Jesus is dressed like the “priests who served in the Temple,”
who “offered sacrifice on behalf of worshipers,
so that their sins could be forgiven”;
and they “were empowered to bless people with the Name of God.”
Think about that when you recall what happens in confession.
When the priest gives absolution, what does he say?
“In the name of the Father, and of the Son, and of the Holy Spirit”!
We are forgiven of sins, in the Name of God!
Last Sunday, Easter Sunday, I said a lot about baptism.
You and I renewed our baptism.
And during the Eucharistic Prayer, for this first week of Easter,
We add the following words; you’ll hear them in a few minutes:
“Accept this oblation…for those to whom you have been pleased
to give the new birth of water and the Holy Spirit,
granting them forgiveness of all their sins.”
Let me repeat that: forgiveness of all their sins!
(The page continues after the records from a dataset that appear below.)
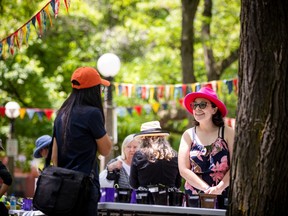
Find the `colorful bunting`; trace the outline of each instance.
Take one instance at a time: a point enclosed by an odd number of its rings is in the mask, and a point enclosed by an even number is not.
[[[64,4],[68,12],[70,1],[64,0]],[[30,20],[28,20],[24,25],[22,25],[14,33],[0,40],[0,57],[2,56],[3,58],[5,58],[6,56],[5,46],[8,46],[8,49],[7,49],[8,53],[10,53],[11,55],[14,55],[15,53],[14,44],[16,44],[16,47],[18,49],[22,47],[23,42],[25,42],[25,44],[28,45],[28,39],[30,35],[30,23],[32,23],[32,25],[35,27],[35,30],[38,31],[37,32],[38,37],[43,36],[43,33],[46,31],[46,26],[47,26],[47,16],[49,18],[50,26],[52,26],[52,19],[51,19],[51,15],[48,9],[49,5],[52,8],[54,17],[57,18],[59,6],[60,6],[60,0],[50,0],[40,11],[36,13],[35,16],[33,16]]]
[[[186,94],[199,90],[202,86],[210,86],[217,91],[219,97],[223,97],[223,87],[227,87],[228,94],[238,92],[238,80],[217,80],[205,83],[192,83],[192,84],[176,84],[176,85],[133,85],[133,84],[121,84],[113,83],[116,96],[125,97],[138,97],[148,102],[148,104],[137,105],[131,104],[129,107],[117,107],[116,113],[119,117],[125,117],[127,114],[133,115],[136,113],[141,116],[143,114],[150,114],[152,111],[158,113],[160,109],[167,110],[170,108],[176,108],[177,106],[183,107],[183,98]],[[184,107],[183,107],[184,108]],[[47,108],[20,108],[20,118],[25,116],[31,120],[35,114],[40,121],[43,117],[46,117],[49,121],[52,119],[53,114],[56,114],[56,110]],[[0,117],[5,117],[5,107],[0,107]],[[230,121],[230,120],[229,120]],[[235,122],[227,122],[228,125],[235,126]]]
[[[223,85],[224,84],[224,85]],[[170,101],[178,100],[185,97],[190,92],[198,91],[203,86],[208,86],[216,91],[220,97],[223,96],[223,86],[226,86],[228,93],[231,94],[234,90],[238,92],[238,81],[233,80],[214,80],[203,83],[192,84],[167,84],[167,85],[139,85],[127,83],[114,83],[116,96],[124,96],[128,98],[136,97],[147,100],[149,103],[154,101]]]

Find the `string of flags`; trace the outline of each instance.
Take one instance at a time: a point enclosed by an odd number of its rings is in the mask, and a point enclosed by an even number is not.
[[[183,98],[190,92],[196,92],[203,86],[209,86],[218,95],[223,95],[223,87],[226,86],[228,93],[233,91],[237,94],[238,79],[214,80],[210,82],[191,83],[191,84],[163,84],[163,85],[139,85],[114,83],[116,96],[128,98],[136,97],[147,101],[169,101]]]
[[[114,83],[114,91],[116,96],[124,97],[138,97],[147,102],[144,105],[131,104],[130,106],[117,106],[115,111],[117,116],[125,117],[126,115],[145,115],[150,113],[157,114],[161,110],[168,110],[176,108],[177,106],[183,106],[183,98],[190,92],[198,91],[203,86],[210,86],[213,88],[218,96],[224,97],[223,89],[227,88],[228,94],[238,91],[238,80],[219,80],[203,83],[192,84],[166,84],[166,85],[137,85],[137,84],[123,84]],[[138,89],[138,90],[137,90]],[[153,100],[150,100],[153,98]],[[184,107],[183,107],[184,108]],[[56,116],[56,109],[51,108],[20,108],[20,119],[24,119],[28,116],[32,120],[35,116],[40,121],[46,117],[48,120],[53,120]],[[0,106],[0,117],[5,117],[5,107]],[[229,118],[226,118],[229,119]],[[228,121],[228,120],[227,120]],[[235,120],[231,119],[227,122],[228,125],[235,125]]]
[[[66,10],[70,6],[70,0],[63,0]],[[60,0],[49,0],[46,5],[36,13],[25,24],[18,28],[15,32],[0,40],[0,57],[6,57],[6,54],[14,55],[15,49],[21,49],[22,45],[28,46],[28,40],[31,35],[31,25],[34,26],[38,37],[42,37],[47,29],[48,22],[52,27],[52,15],[57,18],[59,13]]]

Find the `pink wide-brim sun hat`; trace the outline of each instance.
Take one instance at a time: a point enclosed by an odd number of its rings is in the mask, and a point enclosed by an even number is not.
[[[194,102],[196,98],[205,98],[211,101],[218,107],[219,111],[222,114],[222,117],[225,117],[227,115],[228,111],[225,104],[218,99],[217,94],[215,93],[215,91],[213,91],[213,89],[209,87],[202,87],[199,91],[189,93],[185,96],[183,104],[185,108],[192,114],[193,110],[190,104]]]

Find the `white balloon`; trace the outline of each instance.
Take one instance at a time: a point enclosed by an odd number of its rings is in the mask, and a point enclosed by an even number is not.
[[[113,53],[105,53],[97,61],[99,72],[105,77],[114,77],[120,70],[120,59]]]

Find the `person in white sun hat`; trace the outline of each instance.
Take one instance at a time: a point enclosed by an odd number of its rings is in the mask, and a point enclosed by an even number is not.
[[[185,192],[227,197],[234,130],[224,124],[226,106],[209,87],[187,94],[184,106],[195,119],[195,126],[183,133],[178,151]]]
[[[149,185],[181,186],[177,152],[170,146],[169,132],[162,130],[159,121],[141,125],[135,139],[140,149],[134,154],[130,170],[130,185],[137,189]]]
Now, that is what happens in baptism;
how does that connect to confession?
Baptism is the sacrament of new birth, new life, in Jesus.
Confession is the sacrament of restoring that new birth.
Think of it this way.
If you’re God, and you know all about human weakness,
You know that human beings are going to stumble, again and again.
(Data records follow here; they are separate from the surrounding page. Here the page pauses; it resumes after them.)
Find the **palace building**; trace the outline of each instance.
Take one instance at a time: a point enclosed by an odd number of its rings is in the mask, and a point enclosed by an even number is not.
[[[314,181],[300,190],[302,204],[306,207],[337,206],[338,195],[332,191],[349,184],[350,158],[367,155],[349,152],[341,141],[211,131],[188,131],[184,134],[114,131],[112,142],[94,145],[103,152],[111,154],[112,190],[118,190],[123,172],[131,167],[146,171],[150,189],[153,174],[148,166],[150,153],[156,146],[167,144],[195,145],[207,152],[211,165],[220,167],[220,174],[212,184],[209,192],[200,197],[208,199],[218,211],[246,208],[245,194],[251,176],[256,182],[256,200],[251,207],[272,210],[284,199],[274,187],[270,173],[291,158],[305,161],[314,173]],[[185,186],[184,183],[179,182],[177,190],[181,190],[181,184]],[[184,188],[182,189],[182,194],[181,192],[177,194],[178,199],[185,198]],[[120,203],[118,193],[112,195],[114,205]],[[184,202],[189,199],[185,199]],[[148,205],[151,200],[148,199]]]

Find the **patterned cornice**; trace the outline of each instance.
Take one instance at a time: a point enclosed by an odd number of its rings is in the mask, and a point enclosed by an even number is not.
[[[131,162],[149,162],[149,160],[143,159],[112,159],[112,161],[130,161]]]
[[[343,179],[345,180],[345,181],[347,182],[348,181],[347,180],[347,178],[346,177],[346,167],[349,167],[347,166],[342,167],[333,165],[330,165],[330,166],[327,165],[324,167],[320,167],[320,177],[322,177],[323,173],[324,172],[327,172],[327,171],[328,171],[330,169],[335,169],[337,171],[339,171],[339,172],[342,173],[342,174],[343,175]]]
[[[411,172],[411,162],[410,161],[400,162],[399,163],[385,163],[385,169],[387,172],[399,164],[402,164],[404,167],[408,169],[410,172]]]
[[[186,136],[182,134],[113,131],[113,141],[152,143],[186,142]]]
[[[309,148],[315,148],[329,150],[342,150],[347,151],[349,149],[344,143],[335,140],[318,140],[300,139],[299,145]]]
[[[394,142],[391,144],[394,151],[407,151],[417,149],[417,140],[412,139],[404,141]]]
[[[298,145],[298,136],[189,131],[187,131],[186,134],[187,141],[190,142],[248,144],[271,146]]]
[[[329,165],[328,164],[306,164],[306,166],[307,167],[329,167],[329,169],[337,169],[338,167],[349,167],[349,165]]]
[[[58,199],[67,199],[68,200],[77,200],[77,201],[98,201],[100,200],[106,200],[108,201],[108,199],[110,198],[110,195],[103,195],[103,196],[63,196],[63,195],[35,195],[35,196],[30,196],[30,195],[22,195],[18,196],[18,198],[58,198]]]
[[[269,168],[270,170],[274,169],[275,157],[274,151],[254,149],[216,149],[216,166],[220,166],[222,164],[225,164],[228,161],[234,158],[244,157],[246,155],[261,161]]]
So you know that even after baptism, people are going to fail;
So what do you do? Do you really say, “one and done”?
Or do you say,
I want you to keep coming back to the fountain of mercy?
Do you give a way to get clean again?
Parents know their kids get dirty.
Are you telling me God doesn’t know this – or doesn’t have a plan for it?
This is a toothbrush. Why am I holding up a toothbrush?
The sacrament of confession is a lot like a toothbrush.
You actually have to use it for it to do you any good.
Parents, don’t tell me you haven’t seen this.
Your kid takes the toothbrush,
and kind of waves it in front of his face for a few seconds.
“OK, I’m finished!”
No, you have to get in there and do some work.
Maybe use some floss too. It’s not pleasant, but it gets the crud out.
And that’s the way it works with the sacrament of confession.
Don’t get me wrong: it’s possible to overdo it,
both with the toothbrush and with this sacrament.
And that is not what I’m recommending.
I’m sure some people rub their gums raw,
And I know some people get all knotted up in guilt and anxiety.
St. Thomas Aquinas said it best: “virtue stands in the middle.”
The middle-ground is where we actually go to confession frequently,
And dig in a bit to look for those habits and things we love too much.
I am always struck when movies and TV shows
depict heaven as pretty much like life on earth;
that we’re pretty much the same people there, as here.
And my response is, are you kidding me?
Spending eternity being just as I am? And everyone else the same?
That’s not heaven – that’s hell!
So as awesome as forgiveness is,
what’s even more important is conversion.
The goal is to be different people. To be healed, to be made whole.
The hard part is that this is a lifetime project.
But that is what teaches us true humility.
When Jesus shows his wounds to Thomas, he’s showing them to you.
He’s saying: Look how much I wanted you as my own!
Remember that, he says, whenever you wonder, if I will forgive you.
See what I was willing to endure because I want you.